Fresh flowers can last longer whether from your garden or the florist. Cut flowers in the morning before the temperatures rise. Use a sharp knife or scissors so stems aren't crushed. Keep flowers in a bucket full of water as you cut. Condition the flowers, whether store bought or fresh from your garden, by placing them in a bucket of ice water. Remove any leaves that will be underwater when arranged.
Use Clean Containers
Scrub the bucket you use as you cut the flowers and the vase for the final arrangement with a solution of 1 tbsp of laundry bleach to 1 quart of water. Rinse well. Every three or four days, remove the flowers from the vase and rinse the vase with additional bleach water. Rinse with clear water. Fill the vase with ice water and replace the flowers.
Soak the Foam
If the flowers are in floral foam, removing the flowers to recut the stems ruins the arrangement. In that case, every two or three days, tip the container to drain out as much water as possible. Fill the sink with ice water, and plunge the container into the sink. Let it sit in the sink full of ice water for 15 minutes.
Recut the Stems
Flowers draw up water through the cells in the stems. Those cells eventually get clogged and die. Recutting the stems exposes fresh cells and allows the flowers to stay fresh longer. Cut the stems with sharp scissors or a knife. If possible, cut the stems underwater so air doesn't get into the stems and block the water flow.

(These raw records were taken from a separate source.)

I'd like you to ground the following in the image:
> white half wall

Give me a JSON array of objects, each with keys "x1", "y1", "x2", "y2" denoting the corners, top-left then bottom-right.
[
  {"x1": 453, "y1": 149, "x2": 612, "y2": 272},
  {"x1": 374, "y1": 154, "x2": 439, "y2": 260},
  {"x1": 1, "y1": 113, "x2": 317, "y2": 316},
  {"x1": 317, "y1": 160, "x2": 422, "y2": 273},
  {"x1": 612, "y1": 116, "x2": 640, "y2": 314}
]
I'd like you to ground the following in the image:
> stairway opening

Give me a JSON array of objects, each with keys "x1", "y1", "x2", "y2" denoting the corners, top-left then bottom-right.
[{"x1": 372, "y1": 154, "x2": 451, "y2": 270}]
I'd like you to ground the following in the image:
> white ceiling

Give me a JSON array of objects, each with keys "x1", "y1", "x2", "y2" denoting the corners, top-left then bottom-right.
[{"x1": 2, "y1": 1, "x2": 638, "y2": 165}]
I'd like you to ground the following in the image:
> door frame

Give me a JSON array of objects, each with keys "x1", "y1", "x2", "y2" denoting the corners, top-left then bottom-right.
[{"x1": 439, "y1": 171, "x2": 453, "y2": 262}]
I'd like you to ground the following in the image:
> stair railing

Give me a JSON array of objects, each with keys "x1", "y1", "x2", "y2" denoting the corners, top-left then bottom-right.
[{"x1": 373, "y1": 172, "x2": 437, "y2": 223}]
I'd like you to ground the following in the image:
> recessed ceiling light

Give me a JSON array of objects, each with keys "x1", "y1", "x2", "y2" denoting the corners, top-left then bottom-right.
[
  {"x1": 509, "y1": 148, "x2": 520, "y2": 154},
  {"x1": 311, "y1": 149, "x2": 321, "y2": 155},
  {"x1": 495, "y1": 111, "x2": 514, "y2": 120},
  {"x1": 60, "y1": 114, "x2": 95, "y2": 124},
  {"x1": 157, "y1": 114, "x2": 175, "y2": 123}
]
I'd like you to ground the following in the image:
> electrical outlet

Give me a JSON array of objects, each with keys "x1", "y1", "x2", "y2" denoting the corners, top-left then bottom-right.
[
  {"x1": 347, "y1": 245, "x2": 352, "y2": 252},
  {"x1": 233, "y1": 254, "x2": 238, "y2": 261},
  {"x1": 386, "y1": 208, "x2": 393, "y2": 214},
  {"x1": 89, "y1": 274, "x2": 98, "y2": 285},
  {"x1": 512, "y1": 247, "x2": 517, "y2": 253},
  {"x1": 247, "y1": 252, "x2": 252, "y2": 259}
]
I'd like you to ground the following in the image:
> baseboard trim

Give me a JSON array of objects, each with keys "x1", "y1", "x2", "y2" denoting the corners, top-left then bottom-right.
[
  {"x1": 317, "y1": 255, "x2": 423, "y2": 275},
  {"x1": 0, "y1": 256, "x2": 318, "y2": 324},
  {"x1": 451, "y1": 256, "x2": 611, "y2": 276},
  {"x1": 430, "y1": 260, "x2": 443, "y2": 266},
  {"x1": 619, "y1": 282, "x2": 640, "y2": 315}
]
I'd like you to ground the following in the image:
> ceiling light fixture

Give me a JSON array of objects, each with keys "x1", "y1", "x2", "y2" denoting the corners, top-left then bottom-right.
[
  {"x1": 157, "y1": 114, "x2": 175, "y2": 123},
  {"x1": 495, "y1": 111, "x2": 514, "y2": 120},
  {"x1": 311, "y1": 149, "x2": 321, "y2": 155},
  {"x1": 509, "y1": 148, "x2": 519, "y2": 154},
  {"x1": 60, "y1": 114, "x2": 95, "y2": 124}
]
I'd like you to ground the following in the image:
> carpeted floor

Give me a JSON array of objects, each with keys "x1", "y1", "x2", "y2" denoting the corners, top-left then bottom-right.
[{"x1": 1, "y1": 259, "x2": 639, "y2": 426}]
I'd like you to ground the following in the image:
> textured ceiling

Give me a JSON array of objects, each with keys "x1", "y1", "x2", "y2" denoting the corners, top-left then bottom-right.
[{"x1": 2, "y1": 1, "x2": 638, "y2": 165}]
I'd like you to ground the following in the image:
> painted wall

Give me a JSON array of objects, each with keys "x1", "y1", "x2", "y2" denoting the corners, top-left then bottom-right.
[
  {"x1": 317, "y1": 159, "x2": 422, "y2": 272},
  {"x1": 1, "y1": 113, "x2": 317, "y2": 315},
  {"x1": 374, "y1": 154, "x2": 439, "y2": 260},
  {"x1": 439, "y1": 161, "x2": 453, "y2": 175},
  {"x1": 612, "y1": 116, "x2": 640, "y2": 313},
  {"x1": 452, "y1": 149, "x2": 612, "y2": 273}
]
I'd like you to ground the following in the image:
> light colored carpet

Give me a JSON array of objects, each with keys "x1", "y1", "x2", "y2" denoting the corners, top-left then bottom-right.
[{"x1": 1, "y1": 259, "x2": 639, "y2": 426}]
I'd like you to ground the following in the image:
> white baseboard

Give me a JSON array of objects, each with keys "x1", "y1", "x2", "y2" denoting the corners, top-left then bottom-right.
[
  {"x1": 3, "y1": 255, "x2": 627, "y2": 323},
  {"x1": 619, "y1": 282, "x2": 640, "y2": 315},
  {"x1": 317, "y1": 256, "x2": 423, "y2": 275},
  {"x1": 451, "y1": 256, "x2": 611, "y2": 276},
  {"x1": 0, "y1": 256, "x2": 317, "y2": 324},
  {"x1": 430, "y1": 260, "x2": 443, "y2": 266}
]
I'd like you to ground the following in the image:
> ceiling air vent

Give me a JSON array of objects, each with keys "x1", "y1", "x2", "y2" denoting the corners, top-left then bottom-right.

Recut the stems every two or three days.
Fresh Ice Water
Change the water daily. Remove the flowers, and dump the old water out of the vase. Rinse the vase and refill it with ice water. Replace the flowers.
Mist with Water
Mist the flowers with a fine spray of water every day. If the vase is placed on fine furniture, move it to the kitchen to mist. Since the water should be changed everyday, do the misting at the same time.
Where you place the flowers has a lot to do with how fresh they stay. Putting the flowers in front of a hot window or under the heating vent will cause the flowers to fade faster. Tropical flowers, such as orchids, don't do well with cold breezes or near an air conditioning vent.